Chapter Sixteen

Good heavens, what is happening?

Emma didn’t know how to react once Cecil dragged his fellow club member out onto the terrace.

Had the Duke of Galahad overstepped a line very clearly drawn by her husband?

Of course. Was he serious about tearing her away from Thornton?

She hadn’t been entirely sure, but she wouldn’t put it past him.

The men from Club Damnation would dare anything, she was coming to understand, and they were all big personalities that refused to be ignored.

Now, her husband was embroiled in a fight with one of the men who should have been a friend. Would he forget everything he’d learned in these heated moments and do something rash?

With her heart in her throat, she rushed outside, along with more than a few curious guests.

Though the chill sank into her skin and the breeze chased up her skirting to remind her that it was still February, Emma ignored her own discomfort in order to focus on her husband.

From all accounts, he and Galahad had already exchanged blows.

A trace of blood went across Thornton’s cheek while the other man’s nose streamed the dark, thick liquid.

For the moment, a couple of the Club Damnation men ringed Thornton, keeping him from Galahad, while two more did the same with the younger man.

“Keep your damned head, Thornton,” one of the club men warned.

He was older than the others by perhaps ten years or so, and had the air of being in charge.

Vaguely, she recognized him as the founder of the club.

In fact, she recalled meeting him at least twice since she’d married Thornton.

“Galahad is a hot head, and he thinks he’s invincible. ”

Cecil shook off that man’s hold. “He needs to learn that he can’t go ‘round romancing other men’s wives.” He narrowed his gaze and held out a hand. “Lend me your pistol.”

“What?” The man shook his head. “No.”

He wriggled his fingers. “Give me your damned pistol, Eggleton. I will end this now, so he won’t continue to sour my future.”

“Cecil, no!” Emma couldn’t wait, and as the Duke of Eggleton gave her husband a pistol, she ran over to him, put a hand on his arm, felt those muscles go taut as he fought her touch. Fear played icy fingers down her spine. “If you do this you will be a criminal, a murderer. Is Galahad worth that?”

“I’m a duke.” With a growl, he shook off her hold. “No one would dare to prosecute a duke regardless.” When he shrugged, it only lifted one shoulder. “Besides, what is one more death on my conscience, hmm?”

“I will absolutely not let you go down that particular rabbit hole. Not again. Not after everything we’ve been through.

” She put her palm against the side of his face and made him look at her.

“The difference is that you have a choice, right in this moment.

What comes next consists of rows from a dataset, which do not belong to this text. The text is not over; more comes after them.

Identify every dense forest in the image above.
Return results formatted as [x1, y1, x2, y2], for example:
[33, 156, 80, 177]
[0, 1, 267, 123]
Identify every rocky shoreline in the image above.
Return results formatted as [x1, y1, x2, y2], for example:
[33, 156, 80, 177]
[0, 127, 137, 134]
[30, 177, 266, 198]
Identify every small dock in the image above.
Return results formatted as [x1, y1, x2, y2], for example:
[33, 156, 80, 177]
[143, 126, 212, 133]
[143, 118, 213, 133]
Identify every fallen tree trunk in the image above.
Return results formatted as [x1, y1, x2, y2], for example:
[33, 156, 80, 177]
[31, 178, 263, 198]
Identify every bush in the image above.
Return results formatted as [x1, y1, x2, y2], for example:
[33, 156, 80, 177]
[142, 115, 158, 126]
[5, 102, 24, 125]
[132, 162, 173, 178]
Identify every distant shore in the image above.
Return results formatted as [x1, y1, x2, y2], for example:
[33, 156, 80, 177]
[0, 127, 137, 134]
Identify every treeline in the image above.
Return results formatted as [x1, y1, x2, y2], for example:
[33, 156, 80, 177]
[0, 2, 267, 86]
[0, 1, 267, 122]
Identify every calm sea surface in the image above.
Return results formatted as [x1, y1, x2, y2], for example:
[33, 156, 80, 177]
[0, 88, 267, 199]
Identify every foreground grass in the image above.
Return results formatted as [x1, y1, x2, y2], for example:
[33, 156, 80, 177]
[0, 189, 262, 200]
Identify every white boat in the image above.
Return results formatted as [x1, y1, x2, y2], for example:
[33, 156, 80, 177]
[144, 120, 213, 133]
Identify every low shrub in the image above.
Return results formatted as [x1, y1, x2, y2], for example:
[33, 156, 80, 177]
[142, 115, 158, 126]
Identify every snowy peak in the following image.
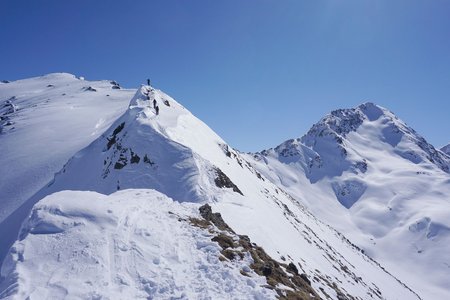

You didn’t before, and you’re a different man besides. ”

He frowned as more guests poured out onto the terrace. “Do you truly believe that, Emma? Can you honestly look me in the eye and tell me that I have, indeed, changed?”

“There is no doubt in my mind that you have.” Conscious that several pairs of eyes were resting on them, she continued.

“I meant what I said the other day. I’m in love with you, Cecil, and I have been since our letter writing days.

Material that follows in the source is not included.